Interior temp of 61 is pretty cool. My guess is that its as simple as the dew point was 61 or higher. If its a water based paint, its going to put even more humidity in the air. I would guess that its more likely that the condensation happened at night or early morning (when attic is cool).


----------



## ClarenceBauer (Mar 4, 2005)

You should note the moisture area as related to the framed opening of the attic access like sps-1 noted dew point.


----------



## Bud9051 (Nov 11, 2015)

Summer stack effect involves cooler air leaking out the lower portions of the house and being replaced by attic or outside air coming in up high. With the moisture from the recent paint (as mentioned) and the dew point of outside air when cooled to the low inside temp you get condensation.

One more technical aspect is, humid air is lighter than dry air so just like warm lighter air can be pushed towards the ceiling so can humid air.

Get some fans running to circulate the air and if heat is available it will help to dry things out.

Also, pick up a combination humidity and temperature meter and use a calculator like *THIS* to track that dew point. It will tell you how well the dehumidifier is doing.

Bud


----------



## stacik84 (Feb 11, 2018)

The moisture did indeed dry off naturally after a day. It was defiantly the warm air from the attic seeping out to the hallway. 

We do actually have a company coming in to put more insulation in the attic...and specifically installing an insulated attic door cover.

Thanks all!


----------



## Bud9051 (Nov 11, 2015)

Before all of the new insulation goes in, do all the air sealing you can, more important than the added insulation and you basically can't air seal after burying the attic in fluffy stuff.

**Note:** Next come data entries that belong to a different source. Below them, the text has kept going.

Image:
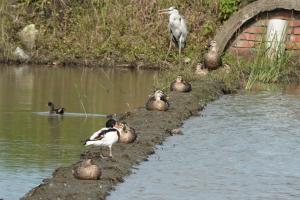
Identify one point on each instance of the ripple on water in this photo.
(244, 147)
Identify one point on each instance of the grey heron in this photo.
(177, 27)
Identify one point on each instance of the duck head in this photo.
(110, 123)
(170, 11)
(51, 105)
(158, 94)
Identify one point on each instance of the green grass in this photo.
(126, 30)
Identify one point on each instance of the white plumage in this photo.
(104, 137)
(177, 27)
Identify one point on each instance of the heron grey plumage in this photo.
(177, 27)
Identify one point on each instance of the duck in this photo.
(53, 110)
(127, 133)
(212, 59)
(158, 101)
(180, 85)
(87, 171)
(106, 136)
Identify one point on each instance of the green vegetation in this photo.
(101, 32)
(124, 31)
(227, 7)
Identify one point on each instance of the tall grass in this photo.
(269, 61)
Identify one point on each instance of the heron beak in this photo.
(163, 11)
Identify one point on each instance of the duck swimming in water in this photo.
(180, 85)
(87, 171)
(53, 110)
(106, 136)
(158, 101)
(127, 133)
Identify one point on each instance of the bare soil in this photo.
(152, 127)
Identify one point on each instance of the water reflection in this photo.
(32, 143)
(244, 147)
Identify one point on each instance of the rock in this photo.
(187, 60)
(28, 36)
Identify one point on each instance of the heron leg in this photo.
(110, 151)
(179, 48)
(170, 46)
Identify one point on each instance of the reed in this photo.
(269, 62)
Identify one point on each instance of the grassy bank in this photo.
(109, 31)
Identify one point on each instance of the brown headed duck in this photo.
(180, 85)
(158, 101)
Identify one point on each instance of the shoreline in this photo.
(152, 127)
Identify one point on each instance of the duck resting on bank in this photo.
(180, 85)
(53, 110)
(87, 171)
(106, 136)
(158, 101)
(127, 133)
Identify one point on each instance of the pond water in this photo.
(245, 146)
(32, 143)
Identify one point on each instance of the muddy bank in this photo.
(152, 128)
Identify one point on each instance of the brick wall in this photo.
(253, 33)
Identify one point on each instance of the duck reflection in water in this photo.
(53, 110)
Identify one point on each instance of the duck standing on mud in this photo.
(87, 171)
(158, 101)
(53, 110)
(212, 59)
(106, 136)
(180, 85)
(127, 133)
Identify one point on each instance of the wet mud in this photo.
(152, 127)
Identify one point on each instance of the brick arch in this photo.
(247, 13)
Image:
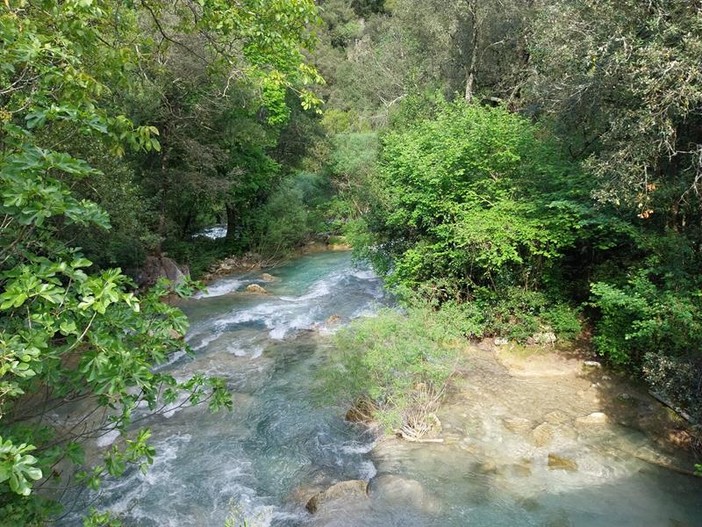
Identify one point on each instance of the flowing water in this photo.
(265, 458)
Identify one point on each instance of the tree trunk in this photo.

I hear your, but at least address the major leak areas.

Bud


----------



## stacik84 (Feb 11, 2018)

The moisture did indeed dry off naturally after a day. It was defiantly the warm air from the attic seeping out to the hallway. 

We do actually have a company coming in to put more insulation in the attic...and specifically installing an insulated attic door cover.

Thanks all!


----------



## stacik84 (Feb 11, 2018)

Bud9051 said:


> Before all of the new insulation goes in, do all the air sealing you can, more important than the added insulation and you basically can't air seal after burying the attic in fluffy stuff.
> 
> I hear your, but at least address the major leak areas.
> 
> Bud


Yes Bud9051, the goal is to air seal properly prior to adding fiberglass! 
Thank You!


----------